Anyway, I myself have not been very careful about that, or anyway not very practical about it; a lot of my heroes are writers, and one of them came on the podcast this week. And yet I was not that worried about meeting David Grann, the author of Killers Of The Flower Moon and The Lost City Of Z and The White Darkness and the new bestseller The Wager, and not just because I knew Drew would do most of the heavy lifting. I wasn't worried even though Grann is one of the writers whose work I revere the most. I've read Grann's work, and I know he can tell a story. The idea was to get out of his way and let him do that, and see what I might pick up along the way.
As "doing things that are generally advised against" goes, this one went pretty great. I was pretty sure I wasn't going to get my identity thieved, here. If anyone wanted to steal anyone else's identity on this call, it was me. This was true even after Grann revealed, in the back third of the episode, that he is hopelessly afflicted with Knicks Fan Brain Disorder, a malady that has followed him through his life and nearly reduced him to tears when Drew selected Charles Smith as this week's Guy To Remember.
That brief detour into the Bing Bong Mindset aside, and notwithstanding a Funbag question on the devastating feeling (unknown by me) of mispronouncing a word in front of friends, most of the episode was about Grann's writing. We talked about The Wager, which is about an 18th-century shipwreck off Cape Horn and the recriminations and counter-recriminations that followed in the way that all of Grann's books are both about some specific, previously little-known story, and about the broader forces that create and explain them. In that sense, The Wager is about empire and the brutal and world-warping power of greed, just as Killers Of The Flower Moon is about both a previously buried instance of corruption and murder in Oklahoma and about American racism, what stories do and don't make it into the historical narrative, and ... well, the brutal and world-warping power of greed, again. We talked about Killers Of The Flower Moon, too—the story it tells, how Grann told it, and also his experience working with Martin Scorsese and Leonardo DiCaprio to bring that story to life in an upcoming film adaptation.

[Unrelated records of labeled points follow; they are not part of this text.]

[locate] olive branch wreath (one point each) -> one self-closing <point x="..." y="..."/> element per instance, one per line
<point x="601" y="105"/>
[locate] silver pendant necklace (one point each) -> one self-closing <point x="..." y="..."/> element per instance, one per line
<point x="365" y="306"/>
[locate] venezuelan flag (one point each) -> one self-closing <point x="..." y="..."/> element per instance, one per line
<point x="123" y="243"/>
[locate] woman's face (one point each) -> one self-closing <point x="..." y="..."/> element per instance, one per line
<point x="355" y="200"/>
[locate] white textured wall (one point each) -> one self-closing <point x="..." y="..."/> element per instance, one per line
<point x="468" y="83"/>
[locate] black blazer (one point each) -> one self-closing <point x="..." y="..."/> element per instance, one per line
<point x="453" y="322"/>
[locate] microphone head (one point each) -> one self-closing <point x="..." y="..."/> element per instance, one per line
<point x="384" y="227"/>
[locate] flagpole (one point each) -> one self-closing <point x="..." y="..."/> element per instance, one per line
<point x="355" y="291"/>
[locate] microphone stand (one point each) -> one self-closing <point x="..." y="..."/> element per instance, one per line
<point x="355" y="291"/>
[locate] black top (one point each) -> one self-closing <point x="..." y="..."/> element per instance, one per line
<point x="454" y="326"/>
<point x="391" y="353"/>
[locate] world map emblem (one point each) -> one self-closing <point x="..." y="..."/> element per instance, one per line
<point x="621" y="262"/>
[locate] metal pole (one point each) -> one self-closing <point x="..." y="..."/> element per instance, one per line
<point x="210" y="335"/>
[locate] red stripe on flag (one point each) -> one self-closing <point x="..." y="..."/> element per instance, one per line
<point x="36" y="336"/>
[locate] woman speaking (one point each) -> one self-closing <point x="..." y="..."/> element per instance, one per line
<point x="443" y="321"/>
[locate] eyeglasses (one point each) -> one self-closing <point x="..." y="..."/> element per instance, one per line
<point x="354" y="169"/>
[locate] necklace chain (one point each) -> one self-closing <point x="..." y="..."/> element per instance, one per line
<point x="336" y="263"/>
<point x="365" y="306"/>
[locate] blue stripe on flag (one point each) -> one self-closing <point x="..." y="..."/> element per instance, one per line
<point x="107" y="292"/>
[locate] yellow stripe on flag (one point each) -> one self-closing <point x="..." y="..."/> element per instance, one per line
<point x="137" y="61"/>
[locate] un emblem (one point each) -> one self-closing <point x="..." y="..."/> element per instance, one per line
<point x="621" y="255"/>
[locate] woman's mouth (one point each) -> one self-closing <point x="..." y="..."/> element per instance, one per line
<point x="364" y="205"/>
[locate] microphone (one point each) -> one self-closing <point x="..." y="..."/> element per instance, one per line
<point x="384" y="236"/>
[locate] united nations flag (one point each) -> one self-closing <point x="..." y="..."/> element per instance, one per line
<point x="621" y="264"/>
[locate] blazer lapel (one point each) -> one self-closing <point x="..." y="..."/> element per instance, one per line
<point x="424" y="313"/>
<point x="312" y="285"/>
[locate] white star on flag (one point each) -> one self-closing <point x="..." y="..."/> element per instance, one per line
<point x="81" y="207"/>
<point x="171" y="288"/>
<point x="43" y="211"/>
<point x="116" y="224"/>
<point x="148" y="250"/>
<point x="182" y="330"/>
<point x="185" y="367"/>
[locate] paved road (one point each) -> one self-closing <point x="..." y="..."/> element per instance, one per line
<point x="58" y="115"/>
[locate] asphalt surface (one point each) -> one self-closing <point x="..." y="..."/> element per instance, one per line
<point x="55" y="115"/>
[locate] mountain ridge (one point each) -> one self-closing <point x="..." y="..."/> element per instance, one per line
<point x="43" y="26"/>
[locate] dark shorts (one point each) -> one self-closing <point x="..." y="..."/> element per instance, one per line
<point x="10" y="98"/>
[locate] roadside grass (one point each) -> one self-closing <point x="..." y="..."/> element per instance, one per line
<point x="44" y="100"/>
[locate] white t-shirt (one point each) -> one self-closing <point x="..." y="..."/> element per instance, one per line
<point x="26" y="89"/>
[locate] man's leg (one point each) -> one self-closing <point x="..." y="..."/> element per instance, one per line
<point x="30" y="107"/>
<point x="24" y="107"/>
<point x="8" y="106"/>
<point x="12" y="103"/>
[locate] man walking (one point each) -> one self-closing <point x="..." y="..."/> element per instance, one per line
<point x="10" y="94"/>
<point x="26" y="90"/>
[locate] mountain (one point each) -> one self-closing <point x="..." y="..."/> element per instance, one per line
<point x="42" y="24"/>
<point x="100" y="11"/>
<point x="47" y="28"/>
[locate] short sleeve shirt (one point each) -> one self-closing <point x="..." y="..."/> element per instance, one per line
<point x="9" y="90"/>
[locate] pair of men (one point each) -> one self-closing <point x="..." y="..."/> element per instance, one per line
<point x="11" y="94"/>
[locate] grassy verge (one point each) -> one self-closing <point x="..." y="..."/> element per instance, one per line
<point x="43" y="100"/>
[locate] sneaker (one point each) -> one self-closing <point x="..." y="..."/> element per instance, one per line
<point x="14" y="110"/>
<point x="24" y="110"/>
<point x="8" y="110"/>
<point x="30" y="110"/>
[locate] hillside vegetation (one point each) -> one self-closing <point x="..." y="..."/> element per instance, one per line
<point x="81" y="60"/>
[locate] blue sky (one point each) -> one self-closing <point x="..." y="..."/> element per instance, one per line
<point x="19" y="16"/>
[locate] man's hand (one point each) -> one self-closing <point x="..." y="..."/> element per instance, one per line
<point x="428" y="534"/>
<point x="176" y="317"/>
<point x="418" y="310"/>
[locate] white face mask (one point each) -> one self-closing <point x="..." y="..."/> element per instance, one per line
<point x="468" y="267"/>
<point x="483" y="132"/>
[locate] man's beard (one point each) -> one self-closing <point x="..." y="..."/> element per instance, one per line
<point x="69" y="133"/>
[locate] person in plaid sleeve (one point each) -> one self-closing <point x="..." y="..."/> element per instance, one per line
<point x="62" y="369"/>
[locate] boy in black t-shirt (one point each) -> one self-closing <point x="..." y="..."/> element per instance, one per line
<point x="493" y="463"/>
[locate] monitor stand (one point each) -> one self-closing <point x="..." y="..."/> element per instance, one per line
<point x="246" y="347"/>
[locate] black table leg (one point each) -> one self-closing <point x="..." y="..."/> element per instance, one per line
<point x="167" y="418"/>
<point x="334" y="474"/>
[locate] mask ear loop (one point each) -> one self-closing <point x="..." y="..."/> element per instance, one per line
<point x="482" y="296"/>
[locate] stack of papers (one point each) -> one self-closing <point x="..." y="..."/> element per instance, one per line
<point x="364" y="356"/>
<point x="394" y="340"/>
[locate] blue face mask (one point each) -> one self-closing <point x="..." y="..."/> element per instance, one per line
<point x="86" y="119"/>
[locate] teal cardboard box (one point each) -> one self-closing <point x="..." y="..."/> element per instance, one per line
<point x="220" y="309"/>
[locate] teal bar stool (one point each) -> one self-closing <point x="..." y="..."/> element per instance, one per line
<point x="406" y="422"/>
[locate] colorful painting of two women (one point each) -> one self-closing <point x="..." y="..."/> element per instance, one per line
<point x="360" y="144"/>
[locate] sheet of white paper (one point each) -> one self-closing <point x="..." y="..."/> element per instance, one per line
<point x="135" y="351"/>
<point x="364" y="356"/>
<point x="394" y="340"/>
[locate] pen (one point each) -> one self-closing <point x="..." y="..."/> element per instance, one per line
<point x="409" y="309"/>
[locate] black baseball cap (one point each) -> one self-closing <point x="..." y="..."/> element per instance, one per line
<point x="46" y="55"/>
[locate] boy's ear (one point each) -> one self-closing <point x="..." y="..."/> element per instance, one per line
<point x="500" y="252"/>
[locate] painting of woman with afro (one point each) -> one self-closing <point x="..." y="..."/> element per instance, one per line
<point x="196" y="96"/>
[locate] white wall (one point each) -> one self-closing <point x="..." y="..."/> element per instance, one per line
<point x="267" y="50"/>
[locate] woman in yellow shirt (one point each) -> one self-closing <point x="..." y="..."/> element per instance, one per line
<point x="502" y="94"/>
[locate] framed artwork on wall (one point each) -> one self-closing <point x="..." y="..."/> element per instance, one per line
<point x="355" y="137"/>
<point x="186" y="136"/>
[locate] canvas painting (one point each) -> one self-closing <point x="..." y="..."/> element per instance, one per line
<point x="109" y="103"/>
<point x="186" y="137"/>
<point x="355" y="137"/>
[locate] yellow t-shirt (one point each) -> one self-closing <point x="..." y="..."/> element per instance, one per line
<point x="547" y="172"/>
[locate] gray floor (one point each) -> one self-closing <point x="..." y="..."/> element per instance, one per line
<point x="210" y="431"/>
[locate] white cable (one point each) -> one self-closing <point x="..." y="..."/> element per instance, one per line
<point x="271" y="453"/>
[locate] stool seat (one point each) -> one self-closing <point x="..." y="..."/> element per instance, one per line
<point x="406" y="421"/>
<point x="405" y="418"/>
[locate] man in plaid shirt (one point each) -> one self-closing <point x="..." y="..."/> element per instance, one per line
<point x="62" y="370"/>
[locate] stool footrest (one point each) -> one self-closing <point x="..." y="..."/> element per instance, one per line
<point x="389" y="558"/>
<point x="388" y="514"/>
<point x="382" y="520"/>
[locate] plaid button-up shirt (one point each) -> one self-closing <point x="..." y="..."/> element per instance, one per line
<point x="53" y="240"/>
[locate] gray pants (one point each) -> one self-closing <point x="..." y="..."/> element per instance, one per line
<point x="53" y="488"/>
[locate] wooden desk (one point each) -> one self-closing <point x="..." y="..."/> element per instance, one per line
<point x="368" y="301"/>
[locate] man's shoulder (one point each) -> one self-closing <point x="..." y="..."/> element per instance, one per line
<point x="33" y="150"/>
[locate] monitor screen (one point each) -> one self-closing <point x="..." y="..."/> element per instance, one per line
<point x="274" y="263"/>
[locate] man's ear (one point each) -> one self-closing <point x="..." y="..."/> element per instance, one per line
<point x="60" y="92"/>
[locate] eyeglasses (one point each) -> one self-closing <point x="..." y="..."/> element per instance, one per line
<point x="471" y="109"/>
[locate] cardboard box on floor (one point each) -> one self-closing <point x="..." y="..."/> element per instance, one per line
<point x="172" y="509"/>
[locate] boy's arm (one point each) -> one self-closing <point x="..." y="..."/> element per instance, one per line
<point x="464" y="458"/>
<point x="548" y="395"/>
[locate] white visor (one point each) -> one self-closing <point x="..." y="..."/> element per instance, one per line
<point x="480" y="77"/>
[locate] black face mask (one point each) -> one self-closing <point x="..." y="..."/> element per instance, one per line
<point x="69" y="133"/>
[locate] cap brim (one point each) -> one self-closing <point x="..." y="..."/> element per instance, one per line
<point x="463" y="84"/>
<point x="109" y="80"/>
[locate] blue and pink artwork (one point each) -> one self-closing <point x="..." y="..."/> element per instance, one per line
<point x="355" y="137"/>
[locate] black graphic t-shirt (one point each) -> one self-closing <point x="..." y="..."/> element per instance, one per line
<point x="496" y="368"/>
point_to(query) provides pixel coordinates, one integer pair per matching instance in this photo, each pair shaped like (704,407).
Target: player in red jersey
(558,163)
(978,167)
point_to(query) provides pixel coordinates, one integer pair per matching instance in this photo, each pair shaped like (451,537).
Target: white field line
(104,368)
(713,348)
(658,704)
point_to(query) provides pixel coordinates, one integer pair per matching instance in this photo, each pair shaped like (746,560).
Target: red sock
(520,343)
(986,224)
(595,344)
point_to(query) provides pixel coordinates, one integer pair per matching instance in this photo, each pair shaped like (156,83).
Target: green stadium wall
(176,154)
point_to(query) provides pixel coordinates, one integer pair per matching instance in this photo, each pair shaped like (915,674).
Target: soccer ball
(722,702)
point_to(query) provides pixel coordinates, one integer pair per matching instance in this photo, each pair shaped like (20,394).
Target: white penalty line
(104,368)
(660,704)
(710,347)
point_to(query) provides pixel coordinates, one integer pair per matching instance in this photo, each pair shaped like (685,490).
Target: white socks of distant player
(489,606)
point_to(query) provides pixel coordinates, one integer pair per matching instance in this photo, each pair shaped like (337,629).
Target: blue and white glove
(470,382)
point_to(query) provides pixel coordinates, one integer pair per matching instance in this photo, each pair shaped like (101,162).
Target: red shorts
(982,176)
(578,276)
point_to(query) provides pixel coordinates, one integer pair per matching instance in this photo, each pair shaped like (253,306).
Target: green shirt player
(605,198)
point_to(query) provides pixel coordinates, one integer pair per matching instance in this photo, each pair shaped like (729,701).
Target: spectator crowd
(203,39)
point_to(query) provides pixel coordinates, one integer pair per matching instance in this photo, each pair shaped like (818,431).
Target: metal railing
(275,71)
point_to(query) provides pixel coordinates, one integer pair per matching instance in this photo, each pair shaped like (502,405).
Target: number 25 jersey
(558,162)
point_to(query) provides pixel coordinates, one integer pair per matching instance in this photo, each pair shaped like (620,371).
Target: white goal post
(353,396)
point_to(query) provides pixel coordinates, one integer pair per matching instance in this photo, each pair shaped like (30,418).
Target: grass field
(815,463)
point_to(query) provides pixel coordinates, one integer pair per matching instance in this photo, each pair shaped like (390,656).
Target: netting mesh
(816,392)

Drew and I went back and forth about how much Writer Stuff should be in this episode. Grann really is a titan of the form, but there's always the risk, especially on my end, of dipping into The Chris Farley Show style of questioning. And while I'm pleased that I was mostly able to get through our conversation without asking either "Do you remember when you went to the Amazon? Because that was cool" or "Where do you get your ideas?"—we did kind of talk about both those things—the work that goes into Grann's books both in terms of learning enough to write and then shaping that writing into a book, and also in terms of ascertaining what stories to tell and how to tell them most thoughtfully and truthfully. I'm too close to all of it to be objective; these are the things that interest me most, and Grann is one of the people who does it the best. But I think the conversation has plenty of good stuff in it even for people less fixated on the use and misuse of the stories that shape daily life. You don't have to write or read for a living, or be daft enough to have writers for heroes, to understand why this matters. People understand the world, or misunderstand it, through stories.